I love baroque music. Bach, Handel, Vivaldi, Purcell. I can’t get enough!
I think one of the first pieces of baroque music I heard as a kid was Bach’s Toccata and Fugue in D Minor, probably as a cartoon soundtrack.
When I was in college and later on when I was working, it seemed that Vivaldi’s The Four Seasons was everywhere.
In law school, my internal soundtrack was Bach’s The Brandenburg Concertos.
I must confess that in recent years, I don’t listen to baroque music as much as I’d like. Not sure why. I guess part of it has to do with the fact that all of my baroque music was on cassette tapes. Never did get around to buying any of it on CDs.
Whenever I do hear it, it lifts my spirits and transports me to another world.
When I was in high school, it began to dawn on me that baroque music, especially Bach’s fugues (e.g. his ‘Little’ Fugue [G minor])… was math. It was as if someone had taken a chalkboard full of mathematical figures and made it audible. By this time in my life, I was able to read and play music so in addition to hearing the math, I was able to see the math charted in the musical scores.

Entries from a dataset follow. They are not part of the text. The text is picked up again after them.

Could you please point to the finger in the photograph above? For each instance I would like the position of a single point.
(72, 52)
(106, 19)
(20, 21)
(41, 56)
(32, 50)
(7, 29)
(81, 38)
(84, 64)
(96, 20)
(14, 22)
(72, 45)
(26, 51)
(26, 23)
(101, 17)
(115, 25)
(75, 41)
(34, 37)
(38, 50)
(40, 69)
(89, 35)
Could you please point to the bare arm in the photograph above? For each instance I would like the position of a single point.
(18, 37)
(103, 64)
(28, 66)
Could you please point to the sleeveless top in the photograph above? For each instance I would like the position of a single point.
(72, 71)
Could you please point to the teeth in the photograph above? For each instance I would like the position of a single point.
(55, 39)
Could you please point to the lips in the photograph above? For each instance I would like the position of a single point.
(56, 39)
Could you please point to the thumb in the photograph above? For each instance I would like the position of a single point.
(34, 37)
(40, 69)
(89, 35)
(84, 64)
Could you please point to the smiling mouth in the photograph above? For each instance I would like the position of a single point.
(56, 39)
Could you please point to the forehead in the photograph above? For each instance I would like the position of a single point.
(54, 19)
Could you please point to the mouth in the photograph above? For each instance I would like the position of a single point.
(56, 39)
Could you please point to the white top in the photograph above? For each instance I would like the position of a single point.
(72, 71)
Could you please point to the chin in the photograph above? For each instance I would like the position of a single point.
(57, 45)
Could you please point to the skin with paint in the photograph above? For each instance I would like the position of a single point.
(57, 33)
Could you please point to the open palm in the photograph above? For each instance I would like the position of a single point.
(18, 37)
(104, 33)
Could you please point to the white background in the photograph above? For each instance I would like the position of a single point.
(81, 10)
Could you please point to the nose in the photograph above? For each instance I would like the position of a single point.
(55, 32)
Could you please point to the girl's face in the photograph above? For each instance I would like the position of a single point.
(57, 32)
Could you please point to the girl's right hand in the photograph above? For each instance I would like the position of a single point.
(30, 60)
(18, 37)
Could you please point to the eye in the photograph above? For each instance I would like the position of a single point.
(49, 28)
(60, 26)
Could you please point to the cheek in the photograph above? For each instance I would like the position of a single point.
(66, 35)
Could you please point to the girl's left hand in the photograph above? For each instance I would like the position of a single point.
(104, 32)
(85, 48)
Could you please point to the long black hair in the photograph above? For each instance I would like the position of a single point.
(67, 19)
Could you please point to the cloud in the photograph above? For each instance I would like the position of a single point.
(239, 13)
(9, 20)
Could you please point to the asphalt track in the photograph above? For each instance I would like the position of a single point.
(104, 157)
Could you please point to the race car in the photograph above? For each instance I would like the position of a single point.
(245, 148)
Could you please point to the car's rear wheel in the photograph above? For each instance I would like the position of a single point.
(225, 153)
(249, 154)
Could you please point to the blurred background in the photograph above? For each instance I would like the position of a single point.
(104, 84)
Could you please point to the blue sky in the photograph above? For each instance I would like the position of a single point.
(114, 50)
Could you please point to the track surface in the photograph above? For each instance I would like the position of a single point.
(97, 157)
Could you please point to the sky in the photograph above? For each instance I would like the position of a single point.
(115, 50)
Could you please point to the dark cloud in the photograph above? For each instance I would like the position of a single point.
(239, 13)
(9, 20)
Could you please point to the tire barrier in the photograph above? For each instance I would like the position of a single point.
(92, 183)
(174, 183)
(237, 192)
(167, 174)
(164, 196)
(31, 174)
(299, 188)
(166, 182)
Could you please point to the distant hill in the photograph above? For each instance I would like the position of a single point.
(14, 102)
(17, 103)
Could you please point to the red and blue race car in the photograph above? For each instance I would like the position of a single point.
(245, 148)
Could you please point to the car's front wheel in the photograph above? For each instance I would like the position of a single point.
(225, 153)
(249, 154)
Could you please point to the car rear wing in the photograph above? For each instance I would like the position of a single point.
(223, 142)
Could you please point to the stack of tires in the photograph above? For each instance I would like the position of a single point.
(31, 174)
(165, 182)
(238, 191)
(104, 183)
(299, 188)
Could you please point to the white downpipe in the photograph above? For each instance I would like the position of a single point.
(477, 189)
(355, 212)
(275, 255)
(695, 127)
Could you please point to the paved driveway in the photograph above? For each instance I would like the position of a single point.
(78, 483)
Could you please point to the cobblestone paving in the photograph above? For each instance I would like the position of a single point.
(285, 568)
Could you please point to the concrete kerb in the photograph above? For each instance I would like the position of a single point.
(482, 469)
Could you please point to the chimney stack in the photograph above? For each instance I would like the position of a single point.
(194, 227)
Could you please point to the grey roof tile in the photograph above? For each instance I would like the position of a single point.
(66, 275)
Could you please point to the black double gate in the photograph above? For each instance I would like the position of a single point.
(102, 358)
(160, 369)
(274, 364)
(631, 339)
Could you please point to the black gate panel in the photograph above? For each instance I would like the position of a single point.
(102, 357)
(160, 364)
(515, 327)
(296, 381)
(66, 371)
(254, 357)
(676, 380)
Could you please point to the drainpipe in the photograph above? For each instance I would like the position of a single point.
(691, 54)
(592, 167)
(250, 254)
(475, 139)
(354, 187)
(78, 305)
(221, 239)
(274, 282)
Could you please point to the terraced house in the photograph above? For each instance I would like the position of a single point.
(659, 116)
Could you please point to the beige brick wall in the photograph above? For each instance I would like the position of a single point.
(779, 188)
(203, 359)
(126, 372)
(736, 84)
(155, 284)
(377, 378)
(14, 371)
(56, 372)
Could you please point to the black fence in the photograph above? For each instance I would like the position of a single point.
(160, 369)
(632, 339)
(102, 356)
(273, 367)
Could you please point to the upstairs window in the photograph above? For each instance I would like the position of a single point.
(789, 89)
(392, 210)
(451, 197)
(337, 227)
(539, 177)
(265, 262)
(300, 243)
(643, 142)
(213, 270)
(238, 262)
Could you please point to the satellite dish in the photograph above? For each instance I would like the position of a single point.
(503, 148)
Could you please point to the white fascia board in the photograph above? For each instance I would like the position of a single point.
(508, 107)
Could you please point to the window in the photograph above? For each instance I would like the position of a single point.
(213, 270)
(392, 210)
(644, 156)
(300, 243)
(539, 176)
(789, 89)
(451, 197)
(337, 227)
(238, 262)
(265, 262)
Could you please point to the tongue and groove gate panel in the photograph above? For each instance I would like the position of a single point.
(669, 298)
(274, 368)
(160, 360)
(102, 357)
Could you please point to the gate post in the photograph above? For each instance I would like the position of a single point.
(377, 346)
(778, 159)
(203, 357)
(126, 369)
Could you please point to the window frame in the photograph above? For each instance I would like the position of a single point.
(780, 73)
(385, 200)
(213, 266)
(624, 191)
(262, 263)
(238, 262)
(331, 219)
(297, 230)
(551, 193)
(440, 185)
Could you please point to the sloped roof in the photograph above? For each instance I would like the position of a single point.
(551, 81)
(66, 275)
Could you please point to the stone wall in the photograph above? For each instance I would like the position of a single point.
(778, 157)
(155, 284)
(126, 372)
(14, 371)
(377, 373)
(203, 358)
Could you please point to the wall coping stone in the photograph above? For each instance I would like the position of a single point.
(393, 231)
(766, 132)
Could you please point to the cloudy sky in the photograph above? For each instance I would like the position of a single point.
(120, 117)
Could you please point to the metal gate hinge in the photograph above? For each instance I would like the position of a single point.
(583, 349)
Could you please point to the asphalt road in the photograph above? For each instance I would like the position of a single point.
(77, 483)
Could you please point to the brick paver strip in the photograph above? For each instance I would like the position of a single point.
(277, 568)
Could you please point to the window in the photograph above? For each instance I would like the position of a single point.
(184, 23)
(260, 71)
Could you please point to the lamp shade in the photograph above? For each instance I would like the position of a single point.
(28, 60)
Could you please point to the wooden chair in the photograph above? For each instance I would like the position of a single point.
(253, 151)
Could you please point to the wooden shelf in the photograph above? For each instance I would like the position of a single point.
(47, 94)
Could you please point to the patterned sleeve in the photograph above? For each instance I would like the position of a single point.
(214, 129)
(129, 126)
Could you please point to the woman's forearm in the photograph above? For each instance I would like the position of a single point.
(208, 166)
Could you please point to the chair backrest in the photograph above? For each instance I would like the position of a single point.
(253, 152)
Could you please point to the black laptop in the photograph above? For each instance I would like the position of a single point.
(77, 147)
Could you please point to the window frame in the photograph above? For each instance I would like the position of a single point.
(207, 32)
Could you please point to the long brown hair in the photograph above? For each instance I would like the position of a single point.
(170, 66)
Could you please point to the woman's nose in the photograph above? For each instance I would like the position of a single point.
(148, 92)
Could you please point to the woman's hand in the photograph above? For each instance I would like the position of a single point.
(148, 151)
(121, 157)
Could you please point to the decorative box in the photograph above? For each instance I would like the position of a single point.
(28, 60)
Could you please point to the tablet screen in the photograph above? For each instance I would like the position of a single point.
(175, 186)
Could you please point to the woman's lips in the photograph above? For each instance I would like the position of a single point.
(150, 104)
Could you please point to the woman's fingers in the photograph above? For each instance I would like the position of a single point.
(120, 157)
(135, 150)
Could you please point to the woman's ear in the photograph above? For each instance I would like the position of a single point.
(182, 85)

They say that over time, an artist will stop seeing the world as others see it and begin to view things in terms of planes and perspectives. I think that’s what happened to me at some point. Baroque music stopped being simply wonderful melodies and counter-melodies, themes repeated and overlapping one another… but became instead a fascinating arrangement of numerals and decimals, interweaving to produce a breathtaking result.
While you couldn’t pay me enough to live in Europe between 1600 and 1750, the music of that era sure was outstanding!